De benoeming van een vrouw als burgemeester stuitte hier en daar op weerstand. In Puttershoek verklaarde de SGP in de gemeenteraad zich tegen de benoeming van een vrouwelijke burgemeester, in Brummen gaf de gemeenteraad nadrukkelijk de voorkeur aan een mannelijke kandidaat en in Graft-De Rijp verliet de meerderheid van de gemeenteraad na de officiële installatie uit protest de zaal. Naar eigen zeggen niet omdat er een vrouw was benoemd, maar omdat ze van de PvdA was en niet van de KVP.De burgemeester zelf twijfelde aan die lezing en vermoedde dat haar vrouw-zijn bepalender was voor het demonstratieve vertrek.

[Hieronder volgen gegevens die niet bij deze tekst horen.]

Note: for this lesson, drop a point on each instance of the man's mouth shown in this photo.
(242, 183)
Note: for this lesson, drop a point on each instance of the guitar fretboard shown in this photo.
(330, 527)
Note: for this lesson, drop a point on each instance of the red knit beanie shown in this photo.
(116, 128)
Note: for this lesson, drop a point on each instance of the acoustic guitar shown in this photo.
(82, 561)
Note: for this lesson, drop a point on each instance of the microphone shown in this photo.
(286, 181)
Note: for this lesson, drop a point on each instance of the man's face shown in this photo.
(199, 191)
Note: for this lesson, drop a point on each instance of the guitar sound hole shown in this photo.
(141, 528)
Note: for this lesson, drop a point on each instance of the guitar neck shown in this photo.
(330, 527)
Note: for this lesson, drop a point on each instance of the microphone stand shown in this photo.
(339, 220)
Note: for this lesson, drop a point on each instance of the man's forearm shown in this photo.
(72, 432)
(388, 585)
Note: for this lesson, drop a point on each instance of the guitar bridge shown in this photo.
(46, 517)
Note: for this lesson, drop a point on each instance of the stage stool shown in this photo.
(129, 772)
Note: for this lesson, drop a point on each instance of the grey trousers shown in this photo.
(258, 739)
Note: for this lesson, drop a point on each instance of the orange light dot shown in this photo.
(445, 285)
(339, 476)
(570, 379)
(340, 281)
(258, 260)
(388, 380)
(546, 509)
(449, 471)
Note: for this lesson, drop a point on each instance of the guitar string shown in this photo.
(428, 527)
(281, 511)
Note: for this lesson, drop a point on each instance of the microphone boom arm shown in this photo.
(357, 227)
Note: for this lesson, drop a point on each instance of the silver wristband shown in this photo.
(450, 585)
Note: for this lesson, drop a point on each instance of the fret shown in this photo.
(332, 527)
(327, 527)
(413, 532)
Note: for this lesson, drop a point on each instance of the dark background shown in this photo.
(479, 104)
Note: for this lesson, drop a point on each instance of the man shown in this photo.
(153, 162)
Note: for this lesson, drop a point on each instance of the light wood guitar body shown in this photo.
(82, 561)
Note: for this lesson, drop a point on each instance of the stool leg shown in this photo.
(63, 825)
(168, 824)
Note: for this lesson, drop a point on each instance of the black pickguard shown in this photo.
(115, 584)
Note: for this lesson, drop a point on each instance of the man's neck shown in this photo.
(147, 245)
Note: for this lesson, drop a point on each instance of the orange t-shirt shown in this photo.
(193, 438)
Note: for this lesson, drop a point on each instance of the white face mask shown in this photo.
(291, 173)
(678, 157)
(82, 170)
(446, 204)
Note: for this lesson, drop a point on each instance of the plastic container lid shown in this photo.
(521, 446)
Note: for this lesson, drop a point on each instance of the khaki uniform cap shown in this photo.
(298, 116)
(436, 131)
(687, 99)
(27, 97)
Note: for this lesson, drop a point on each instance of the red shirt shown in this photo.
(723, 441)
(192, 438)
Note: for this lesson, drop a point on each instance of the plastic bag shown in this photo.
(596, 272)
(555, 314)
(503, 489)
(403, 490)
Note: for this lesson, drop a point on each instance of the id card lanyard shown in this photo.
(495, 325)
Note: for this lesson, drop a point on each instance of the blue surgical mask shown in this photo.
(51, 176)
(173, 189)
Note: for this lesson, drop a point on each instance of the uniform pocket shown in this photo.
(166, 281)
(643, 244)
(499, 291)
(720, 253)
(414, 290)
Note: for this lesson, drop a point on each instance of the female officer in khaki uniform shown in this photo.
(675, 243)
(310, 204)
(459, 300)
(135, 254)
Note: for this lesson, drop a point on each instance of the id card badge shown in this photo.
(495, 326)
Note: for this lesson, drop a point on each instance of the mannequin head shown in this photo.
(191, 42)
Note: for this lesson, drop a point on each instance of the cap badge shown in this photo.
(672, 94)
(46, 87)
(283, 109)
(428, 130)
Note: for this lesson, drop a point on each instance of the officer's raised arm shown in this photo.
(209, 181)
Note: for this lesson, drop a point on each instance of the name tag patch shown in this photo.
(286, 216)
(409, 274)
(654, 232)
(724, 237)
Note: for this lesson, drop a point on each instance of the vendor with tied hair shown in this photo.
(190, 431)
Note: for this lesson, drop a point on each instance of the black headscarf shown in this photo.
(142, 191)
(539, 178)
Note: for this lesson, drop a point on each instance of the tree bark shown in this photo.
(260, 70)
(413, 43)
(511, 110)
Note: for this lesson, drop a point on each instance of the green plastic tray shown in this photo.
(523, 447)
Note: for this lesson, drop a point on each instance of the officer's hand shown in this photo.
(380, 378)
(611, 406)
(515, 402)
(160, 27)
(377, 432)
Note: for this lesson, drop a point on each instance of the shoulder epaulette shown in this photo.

Bijzondere vrouwen waren het. Truus Smulders maakte haar eigen gemeentenieuws, Huis aan Huis. De tweede personenauto die DAF in Nederland produceerde was voor haar, geschonken door een dankbare bevolking. Toch werkte de publiciteitscampagne voor DAF uiteindelijk averechts: zelfs een oudere vrouw zonder rijbewijs kon met het pientere pookje overweg, waardoor het Dafje een truttig imago kreeg.
Rie van Soest richtte als eerste in Nederland een lokale vrouwenpartij op en kwam direct met vier zetels in de gemeenteraad van Venlo. Zeer tegen haar zin wilde het CDA dat zij als burgemeester haar zetel in de Eerste Kamer opgaf.
Anneke Le Coultre werd als eerste vrouw vicevoorzitter van het Nederlands Olympisch Comité. Ze was het boegbeeld van de omstreden poging om de Olympische Spelen van 1992 naar Amsterdam te krijgen.
Woudy Veenhof, met haar onafscheidelijke hond, werd als enige zittende burgemeester bij de grootschalige gemeentelijke herindeling in Friesland gepasseerd en kwam daarna niet meer aan de bak. Ze verweet dat toenmalig commissaris van de Koningin Hans Wiegel. Failliet en eenzaam overleed ze.
Gerda van den Bosch maakte als eerste burgemeester een rampenplan en moest daar meteen naar handelen. In de demonstratieve strijd tegen kernwapens nam zij tot afgrijzen van commissaris van de Koningin Molly Geertsema landelijk het voortouw.
Etta Flugi legde haar ambt neer toen ze hertrouwde.
Joke Corver streed als Joke Stoffels in de Tweede Kamer voor de rechten van de vrouw en werd later de eerste vrouwelijke burgemeester die doorstroomde naar een grotere gemeente. In Soest beet ze zich stuk op de portefeuille ruimtelijke ordening en botste ze fel met de lokale tekstschrijver en dichter Jan Visser.
Marian de Jong was de echtgenote van een fabrieksarbeider. In plaats van in een hotel overnachtte ze in een tentje op een camping als ze het congres van de Vereniging van Nederlandse Gemeenten bezocht.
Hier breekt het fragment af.